Clardy foresees liquids and gels taking a prominent place in this in-between space in the near future. New packing technologies, like flex packs, are driving the trend.
“Gels and goos really started in the sports space. But soon I think you will see a section on the supplement aisle that is full of liquids and gel products,” she said.
“Softgels, chewables, gummies – each has their own set of issues, varying from time line for delivery, to excipients that may not be suitable to some consumers. Yet also, each of these have some great potential, marketed correctly with stories and functionality, these dosage forms can bring in new customers and create longevity with existing ones,” Majeed said.
Another innovative in-between delivery mode is the Wikipearl, which is a packaging technology married to a functional food form. The product is a grape-skin like packaging around a ball of confectionary-like functional food that is about the size of a large strawberry. The pearls are formulated to provide a wide array of functional benefits and are large enough to hold the big dosage sizes required from some bioactives. The product is now in a test market stage in collaboration with Stoneyfield Yogurt in four select Whole Foods locations in the US Northeast.
“You go to the dairy case and you pick up a bone health Wikipearl and pop that into your mouth. It’s about an inch in diameter and you get your dose load of calcium, vitamin K and vitamin D. If I can get a bone health supplement that way instead of throwing down my bone health pills which are absolutely huge, I’m going to do it,” Clardy said.
“There is an art and a science to consuming nutrients and bioactives to optimize bioavailability and bioaccessibility. The different ancient medicine systems have many different preparations that can be invaluable to consumers, but taste, preparation difficulty and inconvenience have usually gotten in the way. Wikipearls and other delivery systems such as gummies and jellies are advancing the benefits of dietary supplements and other therapeutic materials,” Shelke said.
Cost side of the coin
Don’t write pills off just yet, Majeed said. Capsules or tablets are still the most cost effective way to deliver bioactives. And pill fatigue or no, he believes consumers will use them if the products show a benefit. His company concentrates on lowering dose loads to make pills smaller and more acceptable with the addition of its proprietary black pepper extract called BioPerine which boosts the bioavailability of a number of bioactives.

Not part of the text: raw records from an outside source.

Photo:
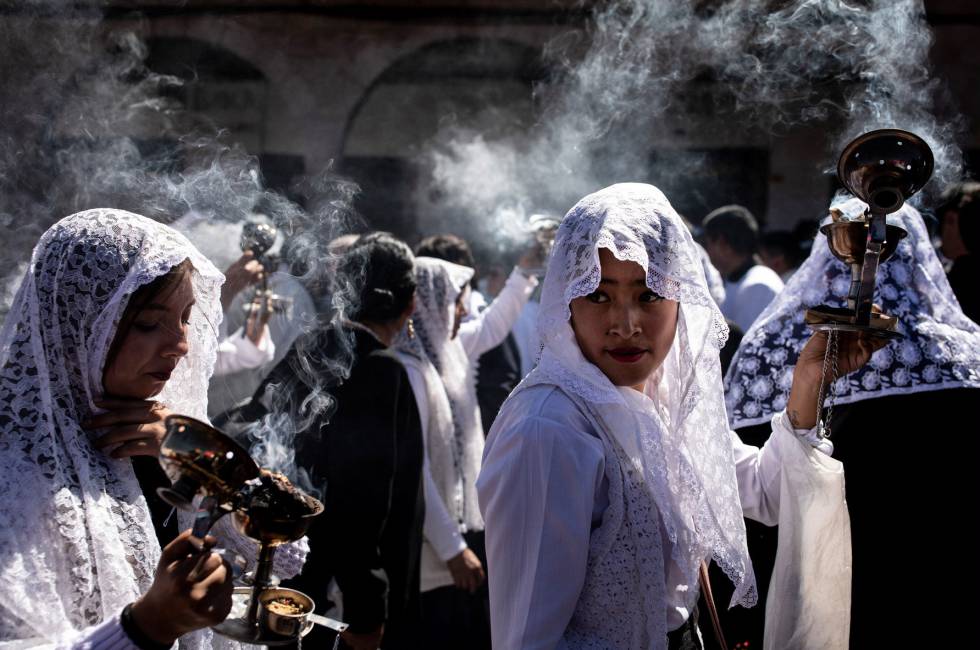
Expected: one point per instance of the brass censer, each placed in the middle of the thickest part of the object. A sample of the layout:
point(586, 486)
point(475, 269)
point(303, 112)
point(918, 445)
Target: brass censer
point(266, 507)
point(884, 169)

“The size and amounts of pills can discourage consumers from compliance. But when they experience benefits it keeps them motivated to comply. We believe the recipe for compliance is to add BioPerine so less can be used to still deliver benefits to the consumer, which is the ultimate goal. Companies who realize there may be compliance issues with customers taking their supplements may want to invest more into making their formulations more suitable to low rates of intake per day, without increasing the size of the tablet or capsule,” Majeed said.
It’s true that functional foods are a more expensive way to deliver bioactives, but Shelke believes that the commitment dietary supplement users have shown in the past can be translated to functional foods if manufacturers can deliver on the health benefit promise.
“The growing popularity of products such as Wikipearls is a clear indication that consumers are willing and able to pay for nutritious preparations that are also tasty and effective. Some functional foods such as fiber shots and probiotics should be a part of one’s daily routine, especially for those who are on the go and who travel extensively. Daily nutrition should be viewed as an investment in health and the consequences of skipping them is the real cost,” Shelke said.